Type III Interferons, IL-28 and IL-29, Are Increased in Chronic HCV Infection and Induce Myeloid Dendritic Cell-Mediated FoxP3+Regulatory T Cells

Background & Aims: Hepatitis C virus (HCV) is difficult to eradicate and type III interferons (IFN-lambda, composed of IL-28A, IL-28B and IL-29) are novel therapeutic candidates. We hypothesized that IFN-lambda have immunomodulatory effects in HCV-infected individuals. Materials and Methods: We analyzed the expression of IFN-lambda and its receptor (composed of IL-10R2 and IFN-lambda R subunits) in the blood and livers of patients with chronic (c) HCV infection compared to controls (those who cleared HCV by sustained virological response, SVR, and those with liver inflammation of non-viral origin, non-alcoholic steatohepatitis, NASH). We also compared the proliferative capacity of dendritic cells (DCs) obtained from healthy individuals and those with chronic HCV using a mixed leukocyte reaction combined with 3H-Td incorporation.
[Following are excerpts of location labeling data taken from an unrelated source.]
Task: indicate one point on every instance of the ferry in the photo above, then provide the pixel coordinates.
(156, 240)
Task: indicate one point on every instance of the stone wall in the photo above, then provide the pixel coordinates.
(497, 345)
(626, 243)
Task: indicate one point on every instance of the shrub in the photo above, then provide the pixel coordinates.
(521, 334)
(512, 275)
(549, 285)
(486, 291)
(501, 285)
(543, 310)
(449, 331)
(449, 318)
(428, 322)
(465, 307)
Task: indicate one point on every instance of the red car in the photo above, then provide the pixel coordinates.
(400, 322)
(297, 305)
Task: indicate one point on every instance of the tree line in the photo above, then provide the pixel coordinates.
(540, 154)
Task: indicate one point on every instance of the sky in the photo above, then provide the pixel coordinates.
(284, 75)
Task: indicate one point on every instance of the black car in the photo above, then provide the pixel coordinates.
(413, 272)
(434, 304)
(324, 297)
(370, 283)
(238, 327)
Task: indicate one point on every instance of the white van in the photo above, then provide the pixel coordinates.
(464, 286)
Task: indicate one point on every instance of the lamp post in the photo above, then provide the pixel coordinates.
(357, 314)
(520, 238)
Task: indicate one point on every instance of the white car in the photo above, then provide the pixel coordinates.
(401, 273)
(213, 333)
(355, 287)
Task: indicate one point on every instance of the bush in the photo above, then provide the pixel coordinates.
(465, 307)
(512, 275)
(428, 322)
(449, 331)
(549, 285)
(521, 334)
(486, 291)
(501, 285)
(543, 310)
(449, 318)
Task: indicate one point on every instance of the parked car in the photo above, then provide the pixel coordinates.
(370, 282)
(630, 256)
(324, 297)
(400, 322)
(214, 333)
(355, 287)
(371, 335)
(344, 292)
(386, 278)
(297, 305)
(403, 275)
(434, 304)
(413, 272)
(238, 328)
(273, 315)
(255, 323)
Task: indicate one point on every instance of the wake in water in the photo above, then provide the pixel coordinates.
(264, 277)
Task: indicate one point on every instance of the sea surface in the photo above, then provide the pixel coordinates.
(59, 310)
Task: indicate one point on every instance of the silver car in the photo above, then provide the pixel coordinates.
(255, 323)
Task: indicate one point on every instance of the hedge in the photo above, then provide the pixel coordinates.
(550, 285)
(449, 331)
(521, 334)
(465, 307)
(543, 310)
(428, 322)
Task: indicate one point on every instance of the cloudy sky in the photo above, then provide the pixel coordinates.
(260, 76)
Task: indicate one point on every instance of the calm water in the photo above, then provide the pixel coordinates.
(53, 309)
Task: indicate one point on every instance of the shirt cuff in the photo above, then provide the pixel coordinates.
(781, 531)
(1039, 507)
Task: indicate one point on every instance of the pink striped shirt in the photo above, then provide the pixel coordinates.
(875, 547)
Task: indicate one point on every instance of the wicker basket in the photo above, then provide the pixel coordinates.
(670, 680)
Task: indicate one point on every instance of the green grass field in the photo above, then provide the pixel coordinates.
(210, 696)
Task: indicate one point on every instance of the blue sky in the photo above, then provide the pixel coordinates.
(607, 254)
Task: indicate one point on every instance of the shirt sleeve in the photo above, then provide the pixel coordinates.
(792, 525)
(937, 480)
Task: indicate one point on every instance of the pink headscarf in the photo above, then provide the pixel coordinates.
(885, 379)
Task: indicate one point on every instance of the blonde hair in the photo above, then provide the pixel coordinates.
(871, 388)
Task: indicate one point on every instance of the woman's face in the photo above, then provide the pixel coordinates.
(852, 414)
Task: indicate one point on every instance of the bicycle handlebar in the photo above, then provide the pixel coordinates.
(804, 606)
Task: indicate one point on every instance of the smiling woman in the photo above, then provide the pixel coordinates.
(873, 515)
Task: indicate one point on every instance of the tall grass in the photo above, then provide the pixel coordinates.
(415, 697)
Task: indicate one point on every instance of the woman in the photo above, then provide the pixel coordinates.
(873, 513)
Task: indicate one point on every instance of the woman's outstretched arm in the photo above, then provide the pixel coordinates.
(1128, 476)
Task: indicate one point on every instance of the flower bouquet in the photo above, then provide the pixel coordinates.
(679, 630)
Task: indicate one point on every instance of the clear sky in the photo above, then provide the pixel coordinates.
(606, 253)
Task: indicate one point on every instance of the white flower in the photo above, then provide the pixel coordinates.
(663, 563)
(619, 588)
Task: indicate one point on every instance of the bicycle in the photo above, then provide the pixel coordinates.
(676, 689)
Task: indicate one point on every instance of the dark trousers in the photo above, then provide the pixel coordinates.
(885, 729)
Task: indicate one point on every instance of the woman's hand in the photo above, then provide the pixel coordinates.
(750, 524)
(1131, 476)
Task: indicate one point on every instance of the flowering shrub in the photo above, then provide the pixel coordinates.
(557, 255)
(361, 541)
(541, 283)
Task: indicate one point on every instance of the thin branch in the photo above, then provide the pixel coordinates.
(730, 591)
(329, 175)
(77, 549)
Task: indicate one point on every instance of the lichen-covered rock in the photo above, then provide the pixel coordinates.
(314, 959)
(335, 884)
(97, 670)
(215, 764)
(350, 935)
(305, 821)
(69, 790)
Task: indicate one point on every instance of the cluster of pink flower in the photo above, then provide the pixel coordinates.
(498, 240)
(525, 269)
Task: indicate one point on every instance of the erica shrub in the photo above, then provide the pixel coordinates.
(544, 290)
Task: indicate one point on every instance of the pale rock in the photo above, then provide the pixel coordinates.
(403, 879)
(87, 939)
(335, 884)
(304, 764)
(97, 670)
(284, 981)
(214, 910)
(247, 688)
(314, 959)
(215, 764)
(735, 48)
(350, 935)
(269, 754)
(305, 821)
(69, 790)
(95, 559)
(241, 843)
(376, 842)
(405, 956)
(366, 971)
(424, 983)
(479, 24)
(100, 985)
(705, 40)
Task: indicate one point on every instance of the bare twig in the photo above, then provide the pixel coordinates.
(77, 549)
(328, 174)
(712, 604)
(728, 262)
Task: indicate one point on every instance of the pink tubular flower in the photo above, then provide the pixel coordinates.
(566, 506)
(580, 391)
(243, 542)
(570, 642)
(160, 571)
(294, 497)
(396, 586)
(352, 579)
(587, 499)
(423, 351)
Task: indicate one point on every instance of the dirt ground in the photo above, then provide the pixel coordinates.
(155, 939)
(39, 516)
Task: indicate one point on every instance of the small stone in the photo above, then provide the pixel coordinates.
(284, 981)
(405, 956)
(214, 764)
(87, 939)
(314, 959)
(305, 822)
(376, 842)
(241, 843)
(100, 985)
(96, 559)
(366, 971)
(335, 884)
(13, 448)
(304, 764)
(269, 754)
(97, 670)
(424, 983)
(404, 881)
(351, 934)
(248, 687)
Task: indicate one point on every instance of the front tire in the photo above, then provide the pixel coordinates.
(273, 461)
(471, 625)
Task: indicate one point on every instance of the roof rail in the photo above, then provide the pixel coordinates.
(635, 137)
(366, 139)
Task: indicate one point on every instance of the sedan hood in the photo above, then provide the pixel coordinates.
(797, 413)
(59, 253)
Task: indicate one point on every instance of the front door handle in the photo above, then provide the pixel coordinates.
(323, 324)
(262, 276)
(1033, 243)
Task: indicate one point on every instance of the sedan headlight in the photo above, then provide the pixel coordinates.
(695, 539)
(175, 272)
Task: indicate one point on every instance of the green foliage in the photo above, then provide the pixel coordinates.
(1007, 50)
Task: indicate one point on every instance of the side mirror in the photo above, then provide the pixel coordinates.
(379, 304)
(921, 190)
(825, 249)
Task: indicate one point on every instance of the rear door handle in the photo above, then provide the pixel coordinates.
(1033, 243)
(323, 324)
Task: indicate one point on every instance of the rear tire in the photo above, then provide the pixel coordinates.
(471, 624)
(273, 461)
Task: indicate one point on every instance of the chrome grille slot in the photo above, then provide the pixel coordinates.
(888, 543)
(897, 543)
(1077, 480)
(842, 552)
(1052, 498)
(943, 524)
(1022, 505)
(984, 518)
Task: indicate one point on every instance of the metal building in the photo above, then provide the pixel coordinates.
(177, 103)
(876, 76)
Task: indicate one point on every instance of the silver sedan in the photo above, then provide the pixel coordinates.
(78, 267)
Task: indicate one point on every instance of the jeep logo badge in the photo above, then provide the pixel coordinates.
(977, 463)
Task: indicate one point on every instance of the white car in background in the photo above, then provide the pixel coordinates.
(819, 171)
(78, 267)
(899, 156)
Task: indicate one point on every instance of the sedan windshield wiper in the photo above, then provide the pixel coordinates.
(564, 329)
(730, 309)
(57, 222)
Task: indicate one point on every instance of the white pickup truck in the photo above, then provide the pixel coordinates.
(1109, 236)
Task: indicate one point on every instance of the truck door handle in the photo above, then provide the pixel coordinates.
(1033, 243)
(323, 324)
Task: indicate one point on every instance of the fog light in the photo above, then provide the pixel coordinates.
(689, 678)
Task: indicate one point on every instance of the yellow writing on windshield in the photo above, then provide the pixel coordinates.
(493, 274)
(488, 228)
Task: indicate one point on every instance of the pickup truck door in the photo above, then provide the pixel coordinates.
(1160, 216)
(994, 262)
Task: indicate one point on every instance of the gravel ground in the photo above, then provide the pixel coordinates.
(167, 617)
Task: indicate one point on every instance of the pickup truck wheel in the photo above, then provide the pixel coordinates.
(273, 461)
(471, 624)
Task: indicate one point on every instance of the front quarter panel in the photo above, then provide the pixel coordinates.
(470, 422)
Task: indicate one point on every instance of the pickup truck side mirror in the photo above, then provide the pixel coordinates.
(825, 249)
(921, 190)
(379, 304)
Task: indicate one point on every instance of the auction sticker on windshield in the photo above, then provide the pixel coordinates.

In addition, the composition of the IFN-lambda receptor (IFN-lambda R) on myeloid DCs, plasmacytoid DCs, PBMCs, and T cells was determined by FACS analysis. Results: We report that the expression of IFN-lambda protein in serum and mRNA in liver is increased in cHCV patients, but not in those with HCV SVR or NASH, compared to controls. Liver level of IFN-lambda R mirrored the expression of serum IFN-lambda and was higher in cHCV, compared to controls and HCV-SVR patients, suggesting that elevation of IFN-lambda and IFN-lambda R are HCV-dependent. We further identified that innate immune cell populations expressed complete IFN-lambda receptor. In vitro, recombinant IFN-lambda promoted differentiation of monocyte-derived dendritic cells (DCs) into a phenotype with low T cell stimulatory capacity and high PD-L1 expression, which further promoted expansion of existing regulatory T cells. IFN-lambda-DCs failed to induce de novo generation of regulatory T cells. The inhibitory capacity of IFN-lambda-DCs was counteracted by recombinant IL-12 and by neutralization of the PD-1/PD-L1 system. Conclusions: Our novel findings of the immunomodulatory effect of IFN-lambda contribute to the understanding of the antiinflammatory and/or anti-viral potential of IFN-lambda in cHCV.